Even seven cut-offs did not help her

sonam

Sonam Saigal | July 20, 2011



Some girls are special, not because they have special abilities, but because they learn what is OBC before ABC. Other backward classes. Like my domestic help’s daughter who thought, this was a class just like classes in school, which would get over once school did. But it didn’t.

After she finished class 10, she learnt that OBC was more important than ABC. While applying in colleges, everyone first asked her, her class. To which she would proudly reply, first class. Only to realise it was not that class they wanted to know but the social class she belonged to, which was OBC.

For undergraduate courses in Delhi University (DU), there is a separate cut-off for her and others like her. And that her cut-off was different from that of majority of other students applying in DU.

Colleges are supposed to give a 10 percent relaxation for every course for OBC students and that too was not exercised in all colleges, until the supreme court intervened.

The HRD minister was also forced to look into it because many of the category students seats go vacant every year. So this year they decided that all of the 27 percent seats allotted for them should be full.

While she saw many of her friends who were not like her (they were from general category) rejoice on making it to their choice of course and college, she had to give up on the college she wished to go to as they refused to lower their cut-offs, because if they admitted students like her with not-so-high marks, it would hamper their educational standards.

Despite seven cut-off lists for students like her, she had to take admission in an off-campus college, in a course not of her choice.
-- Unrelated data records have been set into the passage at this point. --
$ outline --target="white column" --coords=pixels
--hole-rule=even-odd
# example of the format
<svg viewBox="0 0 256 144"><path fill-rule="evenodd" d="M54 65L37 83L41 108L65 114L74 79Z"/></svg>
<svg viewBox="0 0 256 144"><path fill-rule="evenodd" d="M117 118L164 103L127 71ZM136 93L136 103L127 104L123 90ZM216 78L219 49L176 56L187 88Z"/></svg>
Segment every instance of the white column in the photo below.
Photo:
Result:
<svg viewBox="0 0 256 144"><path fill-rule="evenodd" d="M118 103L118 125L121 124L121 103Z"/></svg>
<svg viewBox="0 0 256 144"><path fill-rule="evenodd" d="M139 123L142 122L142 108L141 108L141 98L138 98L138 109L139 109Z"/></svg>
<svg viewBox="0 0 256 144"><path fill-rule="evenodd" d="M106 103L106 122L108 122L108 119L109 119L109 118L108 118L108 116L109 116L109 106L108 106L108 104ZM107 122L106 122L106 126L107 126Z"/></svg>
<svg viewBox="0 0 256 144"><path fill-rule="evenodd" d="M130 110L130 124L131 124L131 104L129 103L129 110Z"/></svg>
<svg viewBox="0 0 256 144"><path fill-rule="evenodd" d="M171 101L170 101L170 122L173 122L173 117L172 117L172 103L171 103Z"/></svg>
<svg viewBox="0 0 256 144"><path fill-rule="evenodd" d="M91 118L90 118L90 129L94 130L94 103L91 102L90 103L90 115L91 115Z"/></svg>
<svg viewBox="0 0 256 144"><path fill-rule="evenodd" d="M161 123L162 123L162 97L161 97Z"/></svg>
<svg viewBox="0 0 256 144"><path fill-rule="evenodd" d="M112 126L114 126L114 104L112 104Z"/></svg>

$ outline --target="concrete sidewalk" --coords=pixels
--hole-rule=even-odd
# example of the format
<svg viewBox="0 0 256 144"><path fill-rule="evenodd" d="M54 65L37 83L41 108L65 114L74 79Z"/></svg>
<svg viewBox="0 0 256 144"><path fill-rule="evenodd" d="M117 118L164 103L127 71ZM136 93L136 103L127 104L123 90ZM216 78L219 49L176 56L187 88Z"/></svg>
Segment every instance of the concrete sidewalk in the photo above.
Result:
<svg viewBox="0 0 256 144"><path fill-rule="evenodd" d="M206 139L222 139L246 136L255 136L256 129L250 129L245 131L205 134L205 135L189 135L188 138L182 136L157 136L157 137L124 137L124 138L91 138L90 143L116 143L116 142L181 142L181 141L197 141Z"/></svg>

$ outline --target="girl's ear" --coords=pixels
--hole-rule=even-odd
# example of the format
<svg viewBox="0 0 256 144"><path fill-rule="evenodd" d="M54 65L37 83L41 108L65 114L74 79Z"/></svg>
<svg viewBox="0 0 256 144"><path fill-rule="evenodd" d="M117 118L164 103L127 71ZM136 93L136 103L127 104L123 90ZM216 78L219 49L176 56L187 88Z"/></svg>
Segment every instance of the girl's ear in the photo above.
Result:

While submitting her form she was humiliated on showing her OBC certificate and was ridiculed – somebody talked of forged OBC certificates.

When she asked her father for money to submit as college fees, he did not allow her to take admission in her last-option college because it was very far from her home and they could not afford hostel accommodation. So she had to withdraw from studying even her last-option course and take up a home science course in an institute close to her house which admitted students who belonged to OBC.